Hong Kong's still on the map
Despite the challenges of COVID, social unrest, sky-high rent and other things that lead Roopchand to describe the Hong Kong F&B scene as cutthroat, he also says it's "dynamic."
"I think when we opened our first restaurant here, Fatty Crab, and our business partners from New York came down, they couldn't believe the rents we were paying here," he remembers. "It's the highest in the world by far. Still today. And that just changes the playing field completely. It's a much tougher market, and it's much harder to survive."
But survival also comes through an expanding scene and a sense of community among businesses. "I believe in camaraderie. I think the restaurant side still has a way more to go," Roopchand says. "The bar side is a little more mature as far as that's concerned here. Much thanks to a very dear friend of ours, Michael Callahan," who he explains introduced him to his partner, Franks.
"Michael was at the forefront of creating the camaraderie in the bar industry in Hong Kong. He came over from Singapore for a couple of years with Proof & Company. He had actually started 28 Hong Kong Street, which is one of the best bars in Asia. And he had really forged this this 'We all work together attitude.' And I think on the restaurant side now it's getting there."
Now, with Hong Kong returning to business-as-usual, borders opening up and China's pivot from zero-COVID, there's even more room for the city's F&B landscape to bloom again – and expand.
"We haven't given up on Hong Kong," says Roopchand. "A lot of people look at Hong Kong and say it's over. I don't believe so.
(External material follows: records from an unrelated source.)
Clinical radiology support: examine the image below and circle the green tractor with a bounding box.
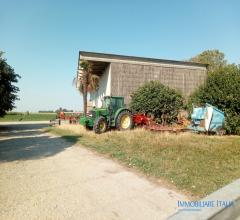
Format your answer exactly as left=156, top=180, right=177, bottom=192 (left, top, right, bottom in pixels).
left=80, top=96, right=133, bottom=134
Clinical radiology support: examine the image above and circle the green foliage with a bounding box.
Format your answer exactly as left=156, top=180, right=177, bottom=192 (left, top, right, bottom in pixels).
left=0, top=52, right=20, bottom=117
left=130, top=81, right=183, bottom=123
left=190, top=50, right=227, bottom=72
left=189, top=64, right=240, bottom=134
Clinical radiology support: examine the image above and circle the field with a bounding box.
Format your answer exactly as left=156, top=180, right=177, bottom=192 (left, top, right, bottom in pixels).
left=0, top=113, right=56, bottom=122
left=50, top=125, right=240, bottom=198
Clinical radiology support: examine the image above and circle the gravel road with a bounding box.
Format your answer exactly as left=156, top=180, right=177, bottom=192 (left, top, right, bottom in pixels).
left=0, top=123, right=187, bottom=220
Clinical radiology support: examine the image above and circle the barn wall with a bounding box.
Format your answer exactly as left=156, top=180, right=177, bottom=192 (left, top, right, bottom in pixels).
left=90, top=65, right=111, bottom=108
left=111, top=62, right=207, bottom=104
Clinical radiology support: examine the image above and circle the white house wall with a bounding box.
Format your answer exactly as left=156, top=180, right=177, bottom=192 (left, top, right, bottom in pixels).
left=90, top=64, right=111, bottom=108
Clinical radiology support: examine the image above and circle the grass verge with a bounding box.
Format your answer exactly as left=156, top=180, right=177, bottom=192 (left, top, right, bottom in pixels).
left=49, top=125, right=240, bottom=197
left=0, top=113, right=56, bottom=122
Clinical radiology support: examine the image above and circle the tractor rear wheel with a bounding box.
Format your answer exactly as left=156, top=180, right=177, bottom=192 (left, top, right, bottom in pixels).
left=116, top=110, right=133, bottom=131
left=93, top=116, right=108, bottom=134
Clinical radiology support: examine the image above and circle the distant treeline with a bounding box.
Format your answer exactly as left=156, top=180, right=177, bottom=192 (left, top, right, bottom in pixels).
left=38, top=108, right=73, bottom=113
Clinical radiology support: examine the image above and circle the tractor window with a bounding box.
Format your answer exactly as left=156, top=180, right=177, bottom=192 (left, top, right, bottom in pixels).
left=111, top=98, right=123, bottom=111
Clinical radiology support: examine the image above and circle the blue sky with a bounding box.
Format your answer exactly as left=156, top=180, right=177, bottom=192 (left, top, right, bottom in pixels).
left=0, top=0, right=240, bottom=111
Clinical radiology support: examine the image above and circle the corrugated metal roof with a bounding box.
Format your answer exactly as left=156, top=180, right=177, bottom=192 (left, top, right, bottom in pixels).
left=79, top=51, right=208, bottom=68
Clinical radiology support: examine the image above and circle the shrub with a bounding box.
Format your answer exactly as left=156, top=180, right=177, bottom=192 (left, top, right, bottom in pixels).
left=130, top=81, right=183, bottom=123
left=189, top=65, right=240, bottom=134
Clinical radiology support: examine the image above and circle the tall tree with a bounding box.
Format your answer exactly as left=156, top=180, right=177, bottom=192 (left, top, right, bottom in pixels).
left=0, top=51, right=20, bottom=117
left=190, top=50, right=227, bottom=72
left=74, top=60, right=99, bottom=115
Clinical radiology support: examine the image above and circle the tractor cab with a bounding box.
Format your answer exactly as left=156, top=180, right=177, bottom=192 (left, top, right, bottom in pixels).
left=80, top=96, right=133, bottom=134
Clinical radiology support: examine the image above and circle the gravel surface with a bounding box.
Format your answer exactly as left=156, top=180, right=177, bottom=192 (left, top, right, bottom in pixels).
left=0, top=122, right=187, bottom=220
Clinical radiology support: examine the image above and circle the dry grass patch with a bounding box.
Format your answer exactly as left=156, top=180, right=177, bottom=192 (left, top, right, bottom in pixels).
left=48, top=125, right=240, bottom=197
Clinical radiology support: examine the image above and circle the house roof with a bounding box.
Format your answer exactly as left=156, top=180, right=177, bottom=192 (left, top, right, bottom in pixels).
left=79, top=51, right=208, bottom=68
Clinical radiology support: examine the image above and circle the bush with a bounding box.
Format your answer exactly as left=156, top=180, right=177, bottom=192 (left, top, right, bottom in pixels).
left=130, top=81, right=183, bottom=123
left=189, top=65, right=240, bottom=134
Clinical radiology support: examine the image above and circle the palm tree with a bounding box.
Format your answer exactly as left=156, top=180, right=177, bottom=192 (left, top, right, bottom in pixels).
left=73, top=60, right=99, bottom=115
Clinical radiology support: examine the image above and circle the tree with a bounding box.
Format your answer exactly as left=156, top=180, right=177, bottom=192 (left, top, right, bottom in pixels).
left=130, top=81, right=183, bottom=123
left=189, top=64, right=240, bottom=134
left=190, top=50, right=227, bottom=72
left=73, top=60, right=99, bottom=115
left=0, top=52, right=21, bottom=117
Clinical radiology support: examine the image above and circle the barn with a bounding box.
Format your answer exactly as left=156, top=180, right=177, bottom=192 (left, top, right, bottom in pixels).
left=78, top=51, right=207, bottom=107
I think Hong Kong has come a long way in 10 years, just in the F&B scene. And it's a very resilient city, and it picks back up. There's some fantastic new openings even right now."
And, from Roopchand's point of view, it's a city looking to grow organically with a strong sense of community. "We feel motivated by our peers and seeing the success of some of the big groups or even smaller venues doing great," he says. "We love it. We go support. We dine there. We tell our friends. We get asked for recommendations all the time as well."
From his passion to his empathy to his team, things are only looking up for Roopchand – and Hong Kong's bar and restaurant community. "The restaurant business is not a business just to make money," he explains. "It's much more a passion business, a passion-driven business. And I would say you have to have the feeling and love what you're doing in order to be able to do it.
"Many people do look at us and say, 'Why do you do what you're doing?' Because the effort is a lot that goes into it, and the returns in comparison to some other investment may not be as much. But it's like I said, it's a passion project. We love what we do, and that's why we do it."